As to how that might relate to KM, I suspect that KM efforts will eventually help reinforce the notion of multiple intelligences and their relevance to organizational success. In the short term, KM efforts are likely to shift the balance toward those people in organizations who are most facile with the written word. That might become a problem if you couple it with the observation that a great deal of power in organizations flows to those most facile with the spoken word. 

Senior management is generally an oral culture and KM is a literate culture. An area for unexpected conflict and, to be hoped, eventual reconciliation

3:39:44 PM •  • comment  
Science and democracy

Odds Are Stacked When Science Tries to Debate Pseudoscience. Opponents of the scientific method try very hard to appear in debates with scientists. Merely being on the same stage represents a victory. By Lawrence M. Krauss. [New York Times: Science]

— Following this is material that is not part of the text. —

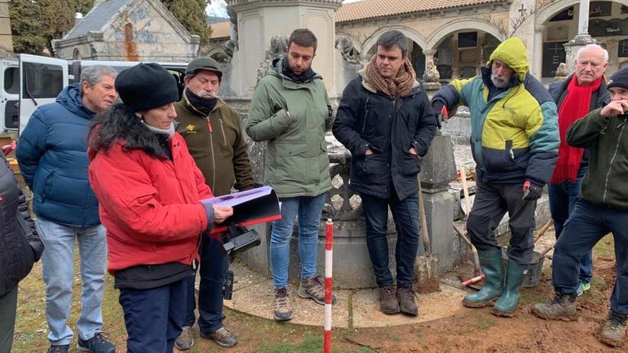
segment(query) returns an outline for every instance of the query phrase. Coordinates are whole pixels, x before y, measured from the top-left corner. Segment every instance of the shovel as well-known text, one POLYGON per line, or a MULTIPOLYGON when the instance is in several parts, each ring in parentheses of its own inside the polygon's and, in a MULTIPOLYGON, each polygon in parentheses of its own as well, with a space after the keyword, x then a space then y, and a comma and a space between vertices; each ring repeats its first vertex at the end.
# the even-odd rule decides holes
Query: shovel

Well worth reading on a number of levels. Two snippets worth noting:

Science is not fair. All ideas are not treated equally. Only those that have satisfied the test of experiment or can be tested by experiment have any currency. Beautiful ideas, elegant ideas and even sacrosanct notions are not immune from termination by the chilling knife edge of experimental data.

...

Science is not a democratic process. It does not proceed by majority rule and it does not accept notions that have already been disproven by experiment.

The curious thing is that science and democracy get along so well that we often fail to appreciate how different they are at root.

One particular problem this raises is that we don't see the limits on the possible that science takes for granted. We see the miracles and believe that anything is possible.  Worse, the worldviews are so deeply embedded that the two cultures often can't even recognize that they aren't communicating. For a legislator, to whom everything is negotiable, hearing a scientist claim something as impossible sounds like no more than an opening position for a debate. To a scientist, it is a claim that debate is irrelevant because we've moved outside the boundaries of science.

Based on the amount of nonsense trying to pass itself off as science and the general credence it is granted by the media and the general public, I'm not confident about our ability as a culture to learn to think with discipline.  This is not a good time to rely on lazy thinking.